Due ancorotti furono affondati e
il veliero, spinto dalla corrente, andò ad appoggiarsi all'imbarcadero
ai cui pali fu legato.
Yanez era salito sulla murata,
per accertarsi meglio che nessun dayako si trovava imboscato su quella
riva.
Che qui crudeli selvaggi vi
fossero passati non vi era dubbio, potendosi scorgere a breve distanza dall'imbarcadero
gli avanzi di parecchie capanne distrutte dal fuoco e una vasta tettoia
semi-scoperchiata, coi pilastri anneriti dal fumo e dalle
fiamme.
- Pare che non vi sia nessuno
qui, - disse Yanez, volgendosi verso il meticcio che si era pure rizzato sulla
murata.
- Non si aspettavano che noi
giungessimo fino qui, - rispose Tangusa. - Erano troppo sicuri di poterci
fermare e massacrare alla foce del fiume.
- Quanto distiamo dal kampong!
- Un paio d'ore, signor
Yanez.
- Facendo tuonare i cannoni da
caccia, Tremal-Naik potrebbe udirci?
- È probabile. Contate di partire
subito?
- Sarebbe imprudenza. Aspettiamo
la notte; passeremo più facilmente e forse senza essere veduti.
- Quanti uomini prenderemo?
- Non più di venti. Mi preme che
la Marianna non rimanga troppo sprovvista. Se la perdessimo sarebbe
finita, per tutti, anche per Tremal-Naik e per Darma.

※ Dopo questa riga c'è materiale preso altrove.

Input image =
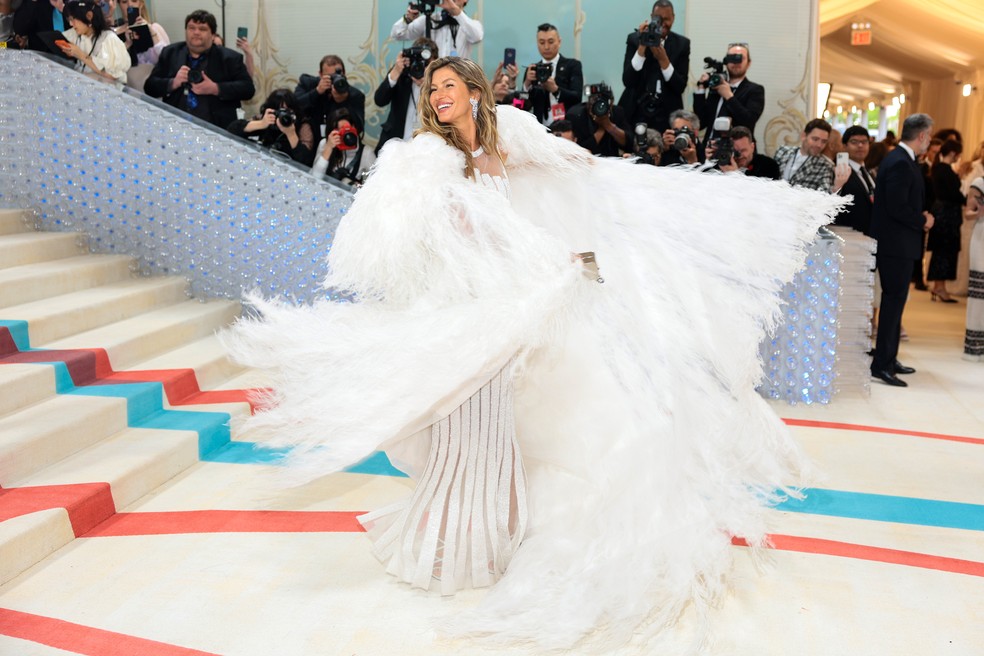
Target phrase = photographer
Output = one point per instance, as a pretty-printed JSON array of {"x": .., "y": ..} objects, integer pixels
[
  {"x": 401, "y": 91},
  {"x": 555, "y": 84},
  {"x": 805, "y": 165},
  {"x": 453, "y": 31},
  {"x": 599, "y": 125},
  {"x": 343, "y": 154},
  {"x": 744, "y": 158},
  {"x": 279, "y": 127},
  {"x": 680, "y": 142},
  {"x": 648, "y": 146},
  {"x": 199, "y": 77},
  {"x": 655, "y": 70},
  {"x": 34, "y": 17},
  {"x": 320, "y": 95},
  {"x": 734, "y": 95}
]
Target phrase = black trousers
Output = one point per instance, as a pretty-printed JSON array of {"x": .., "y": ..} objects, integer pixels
[{"x": 895, "y": 273}]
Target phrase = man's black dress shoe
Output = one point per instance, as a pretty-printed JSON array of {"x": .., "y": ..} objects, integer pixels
[
  {"x": 889, "y": 378},
  {"x": 902, "y": 369}
]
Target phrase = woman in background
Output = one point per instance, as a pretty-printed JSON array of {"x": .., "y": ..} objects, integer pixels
[
  {"x": 944, "y": 236},
  {"x": 157, "y": 33},
  {"x": 98, "y": 52},
  {"x": 974, "y": 337}
]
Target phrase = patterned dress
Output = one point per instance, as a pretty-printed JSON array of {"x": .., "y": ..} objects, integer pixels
[
  {"x": 974, "y": 338},
  {"x": 468, "y": 513}
]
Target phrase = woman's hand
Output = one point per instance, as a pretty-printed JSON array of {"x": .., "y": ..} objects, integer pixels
[
  {"x": 262, "y": 123},
  {"x": 71, "y": 50}
]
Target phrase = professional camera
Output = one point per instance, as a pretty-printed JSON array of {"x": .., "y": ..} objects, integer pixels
[
  {"x": 349, "y": 136},
  {"x": 652, "y": 36},
  {"x": 285, "y": 116},
  {"x": 683, "y": 138},
  {"x": 719, "y": 69},
  {"x": 419, "y": 57},
  {"x": 723, "y": 145},
  {"x": 600, "y": 99},
  {"x": 339, "y": 83},
  {"x": 640, "y": 139},
  {"x": 543, "y": 72},
  {"x": 425, "y": 6}
]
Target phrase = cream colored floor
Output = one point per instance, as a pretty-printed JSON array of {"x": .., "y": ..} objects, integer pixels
[{"x": 316, "y": 593}]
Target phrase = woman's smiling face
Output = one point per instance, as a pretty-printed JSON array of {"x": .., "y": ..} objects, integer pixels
[{"x": 449, "y": 96}]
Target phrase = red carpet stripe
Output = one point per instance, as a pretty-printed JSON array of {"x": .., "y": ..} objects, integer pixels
[
  {"x": 227, "y": 521},
  {"x": 92, "y": 367},
  {"x": 873, "y": 554},
  {"x": 808, "y": 423},
  {"x": 88, "y": 504},
  {"x": 79, "y": 639}
]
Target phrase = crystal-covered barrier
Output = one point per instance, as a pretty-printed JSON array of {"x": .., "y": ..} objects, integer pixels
[
  {"x": 142, "y": 179},
  {"x": 820, "y": 347}
]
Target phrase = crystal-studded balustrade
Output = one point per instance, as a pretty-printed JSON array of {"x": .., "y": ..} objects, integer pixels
[{"x": 143, "y": 179}]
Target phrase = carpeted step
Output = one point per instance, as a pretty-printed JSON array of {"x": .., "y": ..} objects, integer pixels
[
  {"x": 53, "y": 318},
  {"x": 206, "y": 357},
  {"x": 28, "y": 539},
  {"x": 132, "y": 341},
  {"x": 31, "y": 247},
  {"x": 23, "y": 385},
  {"x": 47, "y": 432},
  {"x": 13, "y": 222},
  {"x": 33, "y": 282},
  {"x": 133, "y": 462}
]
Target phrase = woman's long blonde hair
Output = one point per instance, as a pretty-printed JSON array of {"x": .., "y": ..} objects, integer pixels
[
  {"x": 968, "y": 165},
  {"x": 485, "y": 123}
]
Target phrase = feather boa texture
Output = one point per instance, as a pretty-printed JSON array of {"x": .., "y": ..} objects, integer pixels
[{"x": 635, "y": 398}]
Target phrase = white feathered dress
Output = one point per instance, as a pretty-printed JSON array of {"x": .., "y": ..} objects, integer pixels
[{"x": 644, "y": 443}]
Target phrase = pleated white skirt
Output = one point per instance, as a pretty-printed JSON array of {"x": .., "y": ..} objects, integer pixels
[{"x": 469, "y": 511}]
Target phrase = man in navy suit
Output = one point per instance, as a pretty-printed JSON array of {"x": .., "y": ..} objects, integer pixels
[
  {"x": 861, "y": 186},
  {"x": 655, "y": 77},
  {"x": 565, "y": 85},
  {"x": 899, "y": 224}
]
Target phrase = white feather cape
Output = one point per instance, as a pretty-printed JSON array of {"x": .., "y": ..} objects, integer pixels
[{"x": 645, "y": 444}]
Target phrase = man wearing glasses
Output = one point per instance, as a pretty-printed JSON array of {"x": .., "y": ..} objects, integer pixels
[
  {"x": 738, "y": 97},
  {"x": 860, "y": 184}
]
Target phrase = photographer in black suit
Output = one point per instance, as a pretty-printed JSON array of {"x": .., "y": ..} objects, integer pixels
[
  {"x": 899, "y": 223},
  {"x": 563, "y": 86},
  {"x": 401, "y": 91},
  {"x": 203, "y": 79},
  {"x": 655, "y": 70},
  {"x": 322, "y": 95},
  {"x": 599, "y": 125},
  {"x": 861, "y": 186},
  {"x": 737, "y": 97}
]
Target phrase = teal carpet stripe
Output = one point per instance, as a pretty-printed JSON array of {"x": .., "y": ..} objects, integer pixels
[
  {"x": 19, "y": 331},
  {"x": 883, "y": 508}
]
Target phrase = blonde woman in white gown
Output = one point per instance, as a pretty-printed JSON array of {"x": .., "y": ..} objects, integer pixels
[{"x": 590, "y": 449}]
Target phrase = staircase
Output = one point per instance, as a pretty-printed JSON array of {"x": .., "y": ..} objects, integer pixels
[{"x": 102, "y": 373}]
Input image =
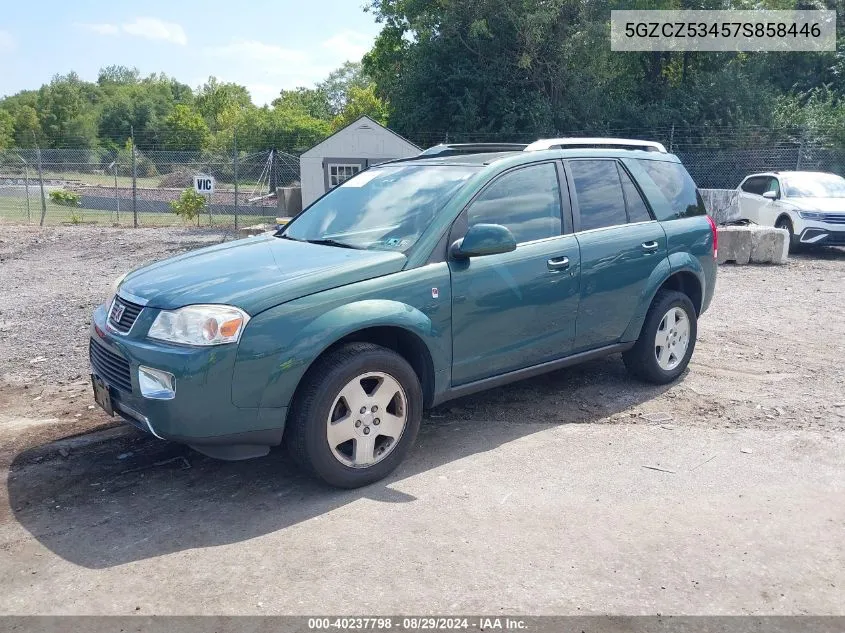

Frattanto noi faremo una breve
esplorazione nei dintorni, per accertarci che non ci si tenda qualche agguato.
Questa tranquillità non mi rassicura affatto.
Fece mettere in batteria le
spingarde e i pezzi, volgendoli verso l'imbarcadero, rizzando delle
barricate formate con barili pieni di ferraccio, onde meglio riparare gli
artiglieri, quindi comandò di ammainare le vele sul ponte, senza levarle dai
pennoni onde la nave fosse pronta a salpare in pochi minuti.
Terminati quei preparativi,
Yanez, il meticcio ed il pilota, scortati da quattro malesi dell'equipaggio,
armati fino ai denti, scesero sull'imbarcadero per fare una ricognizione
nei dintorni, prima di avventurarsi col grosso sotto le folte foreste che si
estendevano fra la riva del fiume ed il kampong di Pangutaran.